Lokales

Poesie verbindet Rosen und Liebe polyglott

Das Duo „Cant-Accord“ sorgt auf dem Kirchheimer Rollstuhlplatz für eine besondere Mußestunde mitten im Alltag

Rollschuhplatz: Kirchheim holt die Stühle raus: "Cant-Accord"
Rollschuhplatz: Kirchheim holt die Stühle raus: "Cant-Accord"

Kirchheim. „Kirchheim holt die Stühle raus“, hieß es am Freitag wieder. Wetter, Uhrzeit und Wochentag

Andreas Volz

sorgten zwar leider dafür, dass die Veranstaltung nicht ganz den Zuspruch erhielt, den sie verdient gehabt hätte. Aber immerhin war es kein Unwetter, das dem Duo „Cant-Accord“ aus Tübingen einen Strich durch die Rechnung machte: Vielmehr war das Wetter zu gut. Der Sonnenschein ließ die Zuschauer den Schatten des großen Kastanienbaums an der Nordostecke des Rollschuhplatzes suchen. Der große Platz selbst blieb dagegen weitgehend leer.

Sängerin Katalin Horvath versuchte immer wieder, das Publikum zum Tanzen zu bewegen. Selbst ohne das Tanzen hätte sie sich eine größere Nähe zu den Zuhörern gewünscht. Aber immerhin lag es wirklich an den äußeren Bedingungen, dass das Publikum räumlich distanziert blieb. Das Programm „Passion und Poesie“, das Katalin Horvath und ihr Akkordeonist Andrej Mouline boten, war durchaus dazu angetan, die Menschen von ihren mitgebrachten Sitzen zu reißen.

Schon beim allerersten Lied sprang der Funke über: Trotz der Entfernung zwischen Bühne und Zuschauerplätzen klatschten die Gäste begeistert mit, als Katalin Horvath auf Jiddisch über einen kleinen Jungen sang, der sich seinen Lebensunterhalt als Taschendieb verdient.

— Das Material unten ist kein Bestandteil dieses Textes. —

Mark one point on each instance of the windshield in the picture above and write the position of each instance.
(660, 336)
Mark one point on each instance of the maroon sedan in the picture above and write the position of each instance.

In allen möglichen Sprachen stellte die Sängerin im Lauf der guten Stunde nicht nur ihre stimmlichen, sondern auch ihre polyglotten Fähigkeiten unter Beweis. Sie entführte ihr Publikum durch halb Europa und begab sich gemeinsam mit Andrej Mouline am Bajan auch immer wieder nach Südamerika, um mit aufregenden Tango-Rhythmen vielleicht doch noch zum Tanzen zu animieren.

„Rauchend warte ich auf dich“, hieß es – natürlich im Original auf Spanisch – gleich im ersten Tango, der so verrucht klang wie es nur irgend geht. Speziell das Rauchen dürfte in großen Teilen Europas heutzutage allerdings verruchter sein als alles andere, was man mit dem Tango und dessen Entstehung gemeinhin in Verbindung bringt.

Auch Frankreich durfte natürlich nicht fehlen, und Katalin Horvath verwies darauf, dass Andrej Mouline eigens sein Instrument wechselte, um den richtigen französischen Akkordeonklang auf dem Rollschuhplatz zu versprühen. Auch mit Solonummern wusste der Akkordeonist von seinem unglaublichen Talent zu überzeugen und das Publikum mit teilweise irrsinnigen Läufen zum Mitwippen und Mitklatschen zu bewegen. Mitten in Kirchheim, umtost vom Verkehrslärm der Alleenstraße, gab es für diejenigen, die ihre Stühle rausgeholt hatten, eine Mußestunde, einen musischen Ausbruch aus dem Alltag.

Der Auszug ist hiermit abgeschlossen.